Eram 16 horas e 22 minutos

|Hélio Bernardo Lopes|
Exatamente, caro leitor, foi preciso terem decorrido 22 minutos sobre a hora marcada para a escolha aleatória do juiz de instrução criminal que irá apreciar o Caso Marquês, para que se obtivesse o tão esperado resultado. Um tema que decorreu num ambiente de um suposto falhanço do sistema informático em causa: nos termos indicados pelos jornalistas presentes, o referido sistema estaria a não responder.

Este acontecimento de pronto me trouxe ao pensamento a defesa porfiada de Manuela Ferreira Leite, há já uns anos, do mecanismo informático como o melhor para se conhecer a decisão, por exemplo, do eleitorado. A verdade é que, num caso simples, envolvendo a escolha de um de dois juízes – Carlos Alexandre ou Ivo Rosa –, houve este apontado falhanço, pelo que facilmente se imagina o que não deveria vir a ter lugar com o apuramento dos resultados em eleições nacionais.

A tudo isto, poderemos juntar o já histórico VAR, com coisas boas e outras más, mas que, em essência, não pôs fim a disputas insanáveis. Mais: chegou já, ao menos uma vez, a parar de funcionar. O que mostra o que pude já explicar: nenhum sistema jurídico pode garantir que os atos praticados no seu seio são justos.

Neste caso de agora, quis o acaso que o juiz de instrução criminal escolhido tenha sido o juiz Ivo Rosa, o que foi excelente. E porquê? Bom, porque se os acusados no processo da Operação Marquês, quer em relação a dúvidas sobre as ações do Ministério Público, quer de muitas das decisões do juiz Carlos Alexandre, delas discordam, é ilógico, até gerador de uma dúvida insanável, que quem viesse a decidir das críticas a decisões de Carlos Alexandre fosse... Carlos Alexandre.

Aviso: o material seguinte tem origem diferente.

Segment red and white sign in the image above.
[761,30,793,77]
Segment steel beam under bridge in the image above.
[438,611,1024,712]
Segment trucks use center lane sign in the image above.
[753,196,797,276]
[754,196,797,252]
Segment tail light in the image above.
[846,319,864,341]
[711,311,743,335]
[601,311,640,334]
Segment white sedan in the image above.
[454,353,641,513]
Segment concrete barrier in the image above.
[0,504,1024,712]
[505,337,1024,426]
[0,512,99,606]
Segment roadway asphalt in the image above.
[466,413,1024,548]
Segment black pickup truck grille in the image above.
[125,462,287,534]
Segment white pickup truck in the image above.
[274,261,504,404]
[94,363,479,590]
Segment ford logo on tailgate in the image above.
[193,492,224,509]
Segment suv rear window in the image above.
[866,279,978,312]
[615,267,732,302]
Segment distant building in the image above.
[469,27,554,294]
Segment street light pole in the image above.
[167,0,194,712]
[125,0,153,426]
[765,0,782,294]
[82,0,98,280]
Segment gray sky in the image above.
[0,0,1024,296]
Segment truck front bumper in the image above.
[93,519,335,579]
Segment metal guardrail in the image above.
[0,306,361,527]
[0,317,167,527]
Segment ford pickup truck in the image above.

Para que o leitor possa perceber a minha posição redor de tudo isto, digo aqui o que penso dos acusados na Operação Marquês: o que eu penso só eu sei e não digo a ninguém. Precisamente a resposta dada por Salazar, quando foi julgado na I República, e o juiz lhe perguntou o que pensava da monarquia.

Desconhecendo cabalmente o processo, nunca tendo lido uma só notícia de jornal sobre o tema, tendo lido diversos livros publicados ao redor do mesmo, eu posso dizer, por exemplo, que discordo, liminarmente, da interpretação dada pela Procuradoria-Geral da República ao redor da defesa de que os prazos estipulados na lei são, afinal, meramente indicativos. Como discordo da brincadeira pouco feliz do juiz Carlos Alexandre na entrevista concedida à SIC. Ou de certa entrevista de rua, em determinada procissão que teve lugar em Mação, onde, sem lógica, nos surgiu a garantir que sempre se ateria à lei, se lhe aparecesse um daqueles amigos que ali iam, naquela subida ligeira. O despropósito da curtíssima entrevista, operada num ambiente religioso e recolhido, logo completada com um tema que supostamente mostraria alguém que sempre cortaria a direito, foi o suficiente para gerar, nos mais atentos e experientes da vida, uma dúvida também insanável. Qualquer historiador que um dia se debruce sobre o papel da comunicação social em face do juiz Carlos Alexandre sempre acabará por concluir que aquela foi operando, ao longo do tempo, a criação de um mito: o juiz implacável e imparável.

É minha convicção forte que não existirão agora anticorpos contra as decisões do juiz Ivo Rosa, exceto, porventura, do Ministério Público, agora que se pôde já assistir ao que teve lugar em torno de Manuel Pinho. Um tema sobre que vale a pena tentar conhecer as considerações absolutamente certeiras de Ricardo Sá Fernandes, até por serem objetivamente jurídicas.

Por fim, embora um bom bocado fora deste tema, mostro aqui a minha enorme satisfação pela recente eleição do novo Presidente do Supremo Tribunal de Justiça, dado ser um juiz de carreira e não alguém proveniente da carreira de procurador. Se é legítimo que quem segue a carreira de procurador anseie por chegar ao topo desta magistratura – não é detentora de soberania –, também é perfeitamente natural que quem tenha seguido a carreira da Judicatura – os juízes são detentores de soberania – aspire a chegar ao topo da carreira que escolheu. Infelizmente, falta muita coragem e bom senso à nossa classe política. E falta-lhe olhar para os que, por tantas partes do mundo, alumiam duas vezes.